Kansas evidence may predate Texas discovery

BY ROY WENZL
The Wichita Eagle

Artifacts may rewrite history

COLLEGE STATION, Texas — Michael Waters said evidence already found in Kansas might shake up archaeology soon.

“Kansas is right in the bulls-eye for activity by the Paleo Indians,” said Waters, a professor of anthropology and geography at Texas A&M and director of Center for the Study of the First Americans.

Two sites worked by Rolfe Mandel, a geoarchaeologist with the Kansas Geological Survey, and others near Kanorado and at Lovewell Reservoir in Jewell County might roll back the time by thousands of years.

At Lovewell years ago, fossil hunters found broken-up bones of mammoths; the site has been dated to 22,000 years ago, 6,000 years older than what Waters found. A colleague of Waters and Mandel, Steven Holen, has shown through experiments that the only way those bones could have been broken was by people smacking them with large stones, to get at the marrow or to break the bone to make tools.

Waters said Holen’s work may have already paved the way to the next breakthrough. When critics said the Lovewell bones could have been broken by predators, Holen showed that predators chew the ends of bones but can’t break the middle of an elephant’s leg bone, as was done at Lovewell. When critics said the bones could have broken when stepped on by elephants, Holen showed that elephants didn’t break bones at Lovewell. But when he hit elephant bones with large stones, he produced spiral fractures and percussion craters looked much like those at Lovewell.

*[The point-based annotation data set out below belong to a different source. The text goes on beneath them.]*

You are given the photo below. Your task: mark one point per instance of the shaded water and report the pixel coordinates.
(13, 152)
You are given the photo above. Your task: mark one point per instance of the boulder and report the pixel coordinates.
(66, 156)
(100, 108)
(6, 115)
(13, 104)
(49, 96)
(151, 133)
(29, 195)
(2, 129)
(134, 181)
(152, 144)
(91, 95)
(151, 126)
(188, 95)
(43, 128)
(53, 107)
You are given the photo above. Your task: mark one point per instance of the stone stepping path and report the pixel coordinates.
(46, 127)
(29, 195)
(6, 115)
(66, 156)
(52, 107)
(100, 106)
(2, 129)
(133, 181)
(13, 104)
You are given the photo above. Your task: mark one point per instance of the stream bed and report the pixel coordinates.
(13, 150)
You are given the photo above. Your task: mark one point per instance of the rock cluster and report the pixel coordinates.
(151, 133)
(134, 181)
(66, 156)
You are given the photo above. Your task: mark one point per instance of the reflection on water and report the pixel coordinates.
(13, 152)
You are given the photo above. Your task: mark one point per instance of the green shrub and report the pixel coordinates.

Holen, the curator of archaeology at the Denver Museum of Nature & Science, said he’s got a hypothesis that could drastically push back the time when humans came. All over the continent, he said, mammoth bones were broken up after humans came in a way far different from how natural processes had broken them before; his hypothesis is that we’ll one day be able to know, from studying those broken bones, about how long ago it was that hunters showed up and did it.